I gave seven AI coding agents the exact same chore on a Tuesday afternoon. Refactor a 340-line React component out of one big Context provider into three useReducer-backed slices. Same repo, same prompt, same Claude 4.6 Sonnet endpoint where the agent allowed me to bring my own model.
Two of them shipped working code on the first try. One of them shipped working code on the third. Four of them shipped something that compiled and broke the tests in a way that took me longer to diagnose than just rewriting it myself.
This is the part of the AI coding wars no benchmark captures. Not the SWE-bench number. Not the marketing screenshot. The actual middle-of-the-day, did-the-thing-work test.
The setup, no kidding-around
The repo: a real internal-tools Next.js 15 app I’ve been tending for six months. The component: a single file at src/components/DashboardProvider.tsx, 340 lines, four contexts inside one provider, with selectors that re-rendered every consumer on every change. Classic 2023 sin, well-documented in my own pull request history.
The prompt: “Split DashboardProvider into three useReducer-backed contexts: FiltersContext, SelectionContext, and PreferencesContext. Preserve the existing public API. Update consumers. Keep tests green.”
The scoring rules I held myself to:
- Pass: every existing test green, no TypeScript errors, no behavioral regression I could spot in 90 seconds of click-testing.
- Partial: shipped something that compiled but needed one or two human edits to pass tests.
- Fail: shipped something I couldn’t fix in under 10 minutes of human time.
I ran each agent once. No second tries. No “regenerate.” The whole point was to see what they do when you treat them like a coworker who only gets one shot, not a slot machine you keep pulling.

The ranked verdict
1. Claude Code (Sonnet 4.6) — Pass
Read every relevant file before touching anything.
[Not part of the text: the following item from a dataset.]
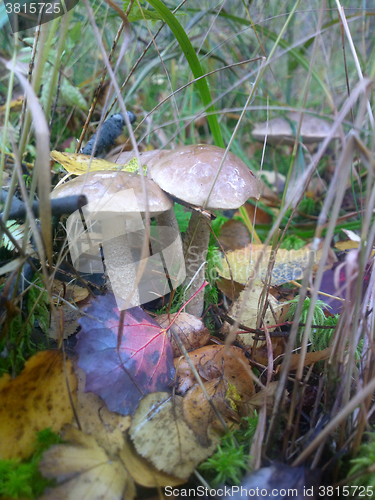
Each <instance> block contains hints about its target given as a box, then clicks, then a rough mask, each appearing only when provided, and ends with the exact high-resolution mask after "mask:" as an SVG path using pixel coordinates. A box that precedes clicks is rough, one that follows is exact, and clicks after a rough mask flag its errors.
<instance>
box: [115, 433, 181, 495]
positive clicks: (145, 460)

Asked me one clarifying question about whether PreferencesContext should persist to localStorage (yes). Shipped three new files, a refactor of the consumers, and a passing test suite in about 14 minutes. Cost: $2.31 in API spend. The diff was the cleanest of the seven and the only one that bothered to add a brief comment explaining why each split was justified.
This is the boring answer. It is also the right answer in my test.
2. Cursor (Agent mode, Sonnet 4.6 forced) — Pass
Faster than Claude Code (11 minutes). The reads were aggressive — it pulled in twelve files where Claude Code pulled in four. Diff was about 30% noisier with reorganization the prompt didn’t ask for. But it worked. Tests green. I had to manually accept one diff where it tried to rename a prop, which is annoying but not fatal.
If you’re the kind of engineer who likes a chatty intern, this is your tool. If you’re not, the noise will grate.
3. Codex CLI (GPT-5.5 default) — Partial
Strong start. Codex actually surfaced a side issue I’d ignored — the existing tests didn’t cover one of the contexts I wanted to split — and offered to write the missing test before doing the refactor. I declined (out of scope). It shipped the refactor in 18 minutes, but it forgot to update one consumer in a deeply-nested route file. The tests still passed because no test exercised that route. Caught it when I clicked through.
Codex is, in my test, the agent most likely to tell you what you don’t want to hear. That is genuinely valuable. It cost me 22 minutes of human review to catch the miss.
4. Cline (Sonnet 4.6, BYOK) — Partial
The open-source dark horse. Cline’s plan-then-act mode is genuinely excellent — it produced a written plan, asked me to approve it, then executed cleanly. The refactor was correct. The problem was the test setup. Cline didn’t realize I was using Vitest with a custom setupTests.ts file, and tried to patch a Jest-style mock that doesn’t exist in my repo. Five minutes to fix.
If you’re running a stock CRA repo, Cline probably one-shots this. On anything bespoke, you’re a coworker, not a customer.
5. Aider (Sonnet 4.6, BYOK) — Partial
Aider is the git-native old soul of this list. The diff format is gorgeous. The commits are atomic. The agent is also the most likely to ask you to manually add files to the chat — and if you skip a file it needs, the refactor will be technically wrong in a way that looks technically right.
I forgot to add my types.ts to chat. Aider shipped a refactor that compiled because the inferred types happened to match. It also silently dropped two optional props that lived only in the type definition. Tests passed. Behavior changed. (This is the kind of bug you only catch in code review or in production. Guess which one I caught it in.)